In un panorama lirico in cui dominano coproduzioni e riallestimenti, il Teatro Goldoni di Livorno decide di aprire la stagione lirica con un nuovo allestimento interamente realizzato con forze interne. La popolarità (e d’altronde così si chiama la trilogia di cui fa parte) del titolo compensa il rischio della scommessa della Fondazione: La traviata di Giuseppe Verdi. La storia di Violetta Valéry è spostata negli anni Sessanta in una scenografia, quella firmata da Sergio Seghettini, ricca di richiami cinematografici: ci si muove tra salotti da Dolce vita e villa in campagna con una piscina che fa tanto Sunset Boulevard. Fuori da una finestra e dietro un velo, nel finale, si strizza l’occhio allo spettatore labronico facendo apparire uno scorcio dello stesso teatro Goldoni.
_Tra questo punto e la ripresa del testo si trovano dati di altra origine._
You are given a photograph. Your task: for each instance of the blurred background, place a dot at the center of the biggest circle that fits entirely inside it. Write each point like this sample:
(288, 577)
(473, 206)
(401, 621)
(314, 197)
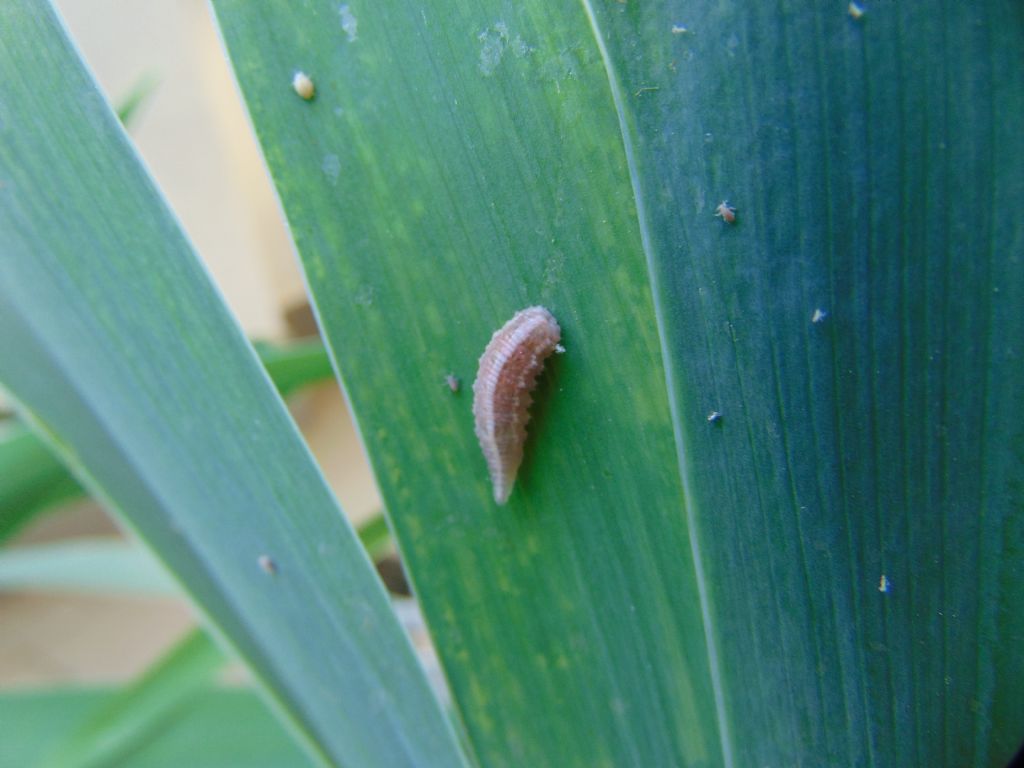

La protagonista della serata è stata l’Orchestra della Toscana, mai così in forma come in quest’occasione. Al suo debutto nella città dei Quattro Mori, il direttore Carlo Moreno Volpini regala una performance memorabile: la perfezione dei tempi orchestrali è percepibile anche dall’orecchio più inesperto. Certo, chissà quante volte l’ORT ha eseguito quest’opera: ma, in quest’occasione, fortunato è chi può veder la buca e incantarsi dalla precisione dell’organico che si riflette nei gesti decisi del Maestro.
Una perfezione talvolta vanificata da alcuni cantanti secondari che, nei rari interventi, perdono il tempo o si rendono, francamente, ridicoli. Ci sentiamo intimamente in imbarazzo quando è in scena Emanuela Grassi (Flora) che ha un approccio al canto quantomeno personale. Il trio protagonista è apprezzabile e compensa questi (per fortuna pochi) momenti. Silvia Pantani è una Violetta elegante e disinvolta: la sua performance è impeccabile, ma non prende mai un rischio. Ci spaventa un po’ l’Alfredo di Angelo Fiore, debole nel primo atto (in Croce e delizia sembra mugolare un falsetto), ma che, dal second atto in poi, abbandona la tensione e ci regala bellissimi momenti. Ci dispiace non aver visto il corrispondente del secondo cast: chissà se Giuseppe Distefano sarà un tenore all’altezza dell’ingombrante nome che porta. Preciso e potente quanto l’orchestra, Ra Hyun è un Giorgio Germont granitico e severo.
La regia di Renato Bonajuto è impegnata, più che nell’esplorazione degli affetti dei protagonisti, nel tratteggiare l’ambiente mondano in cui si muovono. Una festa in un attico piuttosto elegante nel primo atto; un salotto di design nel secondo, per una festa più volgarotta, con uno strip-dancer. Ad alternare queste scene corali, l’isolamento: dapprima quello, sereno, in una villa con piscina; più tardi in un ambiente onirico. Nel terzo atto, per la morte della protagonista, si ha un contesto astratto, nero, in cui i personaggi intorno alla malata sono ricoperti da una sorta di polvere grigia e si muovono con fare spettrale. È vero che il regista, dichiaratamente, cercava una separazione netta tra la mondanità di Violetta e la solitudine delle ultime ore della sua vita, ma questo passaggio appare troppo incoerente. Violento è il cambio di registro tra Annina che va in giro seguita da un barboncino, e la stessa domestica dall’atteggiamento straniato di fronte alla Violetta sofferente. La protagonista, per tutta l’opera, è quasi disincarnata: non è travolta dalla passione (Amami Alfredo è cantata con metà palco a separarla dal tenore), non tossisce (ma a questo ci pensa il pubblico) o dà segni di spessore interiore.
La sala era quasi piena e, dopo più di tre ore di recita (di cui 60 esageratissimi minuti di intervalli), ha lungamente applaudito questo apprezzabile allestimento, che ha il merito di trovare un’inedita ambientazione per l’opera verdiana: ennesima prova della versatilità della Traviata.